If CCGs have to make their own decisions three problems immediately arise.

First, differences in availability of new medicines would occur, as would the resurgence of ‘postcode’ prescribing.

Second, there is every likelihood that patients would shop around trying to find a CCG to provide the product recommended.

And third, many GPs believe their relationship with patients would suffer. Patients and their families would suspect (albeit erroneously) that a CCG’s refusal to agree to the provision of a product would put money into the pockets of GPs.

Then there are clinical guidelines, which provide GPs and other clinical staff with guidance on the management of specific clinical conditions, for instance, for antenatal care, breast cancer and schizophrenia. These guidelines are very unusual in taking account of both cost effectiveness as well as clinical effectiveness.

NICE’s clinical guidelines are, in most instances, having a substantial influence on the quality of care.

There is no expectation, however, that all patients with a particular condition will be treated according to the provisions of NICE guidelines, for two reasons.

First, it is impossible to define an appropriate pathway of care for every encounter between a doctor and a patient.  Some patients, for example, are intolerant of particular medicines even though – at a population level – they provide substantial benefit.

Thus although it is appropriate to prescribe aspirin to most patients after acute myocardial infarction, there will be some (such as those with active peptic ulceration or aspirin-induced asthma) for whom it is dangerous.

Second, the provision of care according to NICE guidelines may require infrastructure changes that take time to accomplish. NICE’s guideline on depression, for example, proposed much wider use of cognitive behavioural therapy (CBT) than was currently available. Substantial investment in clinical psychology has now put CBT within the reach of most patients who need it.

Clinical guidelines, though, play a major role defining the contents of the QOF, quality standards and the commissioning outcomes framework.

The construction of all three performance measures are critically underpinned by a NICE guideline.

The necessity for this is in part because of the need to ensure these metrics are supported by the best available evidence; and without an underpinning clinical guideline this would be impossible.
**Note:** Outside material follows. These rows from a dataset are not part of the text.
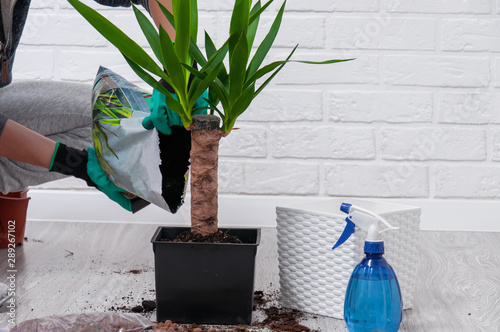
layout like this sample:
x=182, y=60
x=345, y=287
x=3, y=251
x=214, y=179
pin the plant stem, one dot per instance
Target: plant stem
x=205, y=136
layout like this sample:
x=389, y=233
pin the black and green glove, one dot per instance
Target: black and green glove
x=175, y=145
x=83, y=164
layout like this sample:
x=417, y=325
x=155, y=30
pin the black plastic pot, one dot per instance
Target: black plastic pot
x=204, y=283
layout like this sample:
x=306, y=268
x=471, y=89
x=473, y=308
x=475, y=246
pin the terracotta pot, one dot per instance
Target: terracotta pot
x=13, y=208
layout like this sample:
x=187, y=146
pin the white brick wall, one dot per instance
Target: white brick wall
x=416, y=115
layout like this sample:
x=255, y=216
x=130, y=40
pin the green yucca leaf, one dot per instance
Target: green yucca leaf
x=172, y=63
x=211, y=49
x=237, y=66
x=196, y=53
x=270, y=78
x=239, y=21
x=222, y=93
x=194, y=19
x=266, y=44
x=167, y=13
x=262, y=72
x=182, y=11
x=121, y=41
x=149, y=31
x=203, y=85
x=252, y=27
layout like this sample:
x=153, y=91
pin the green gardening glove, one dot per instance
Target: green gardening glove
x=104, y=184
x=163, y=118
x=83, y=164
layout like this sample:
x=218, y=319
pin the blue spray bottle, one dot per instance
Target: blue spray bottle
x=373, y=298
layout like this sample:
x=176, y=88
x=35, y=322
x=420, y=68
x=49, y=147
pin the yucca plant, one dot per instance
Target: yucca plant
x=233, y=88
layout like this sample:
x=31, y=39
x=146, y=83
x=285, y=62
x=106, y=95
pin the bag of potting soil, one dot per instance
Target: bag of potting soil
x=104, y=322
x=135, y=159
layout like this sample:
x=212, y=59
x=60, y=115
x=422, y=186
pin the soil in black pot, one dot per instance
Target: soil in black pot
x=217, y=237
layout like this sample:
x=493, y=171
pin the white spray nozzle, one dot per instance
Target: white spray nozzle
x=364, y=219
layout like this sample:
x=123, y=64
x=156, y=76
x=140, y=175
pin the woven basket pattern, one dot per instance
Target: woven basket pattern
x=314, y=278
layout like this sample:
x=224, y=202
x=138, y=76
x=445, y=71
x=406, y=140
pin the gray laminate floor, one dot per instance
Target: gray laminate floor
x=87, y=267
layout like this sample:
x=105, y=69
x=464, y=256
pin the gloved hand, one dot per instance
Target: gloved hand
x=83, y=165
x=175, y=145
x=162, y=118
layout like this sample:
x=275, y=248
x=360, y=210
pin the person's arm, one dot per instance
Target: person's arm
x=22, y=144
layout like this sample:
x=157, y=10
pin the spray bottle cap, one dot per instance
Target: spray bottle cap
x=367, y=221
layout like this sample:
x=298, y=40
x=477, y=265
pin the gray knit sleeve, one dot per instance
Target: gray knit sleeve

But it is also because without an underpinning clinical guideline it would be unreasonable to expect NHS clinicians to achieve the required standards.
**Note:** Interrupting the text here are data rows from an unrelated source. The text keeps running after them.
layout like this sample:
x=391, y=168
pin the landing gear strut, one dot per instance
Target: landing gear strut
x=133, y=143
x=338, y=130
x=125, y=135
So NICE’s guidance is never clinically mandatory, but is accompanied by the following statement: ‘This guidance represents the views of NICE and was arrived at after careful consideration of the evidence available. Healthcare professionals are expected to take it fully into account when exercising their clinical judgment. However, the guidance does not override the individual responsibility of healthcare professionals to make decisions appropriate to the circumstances of the individual patient in consultation with the patient and/or guardian or carer.’ (And we mean it!)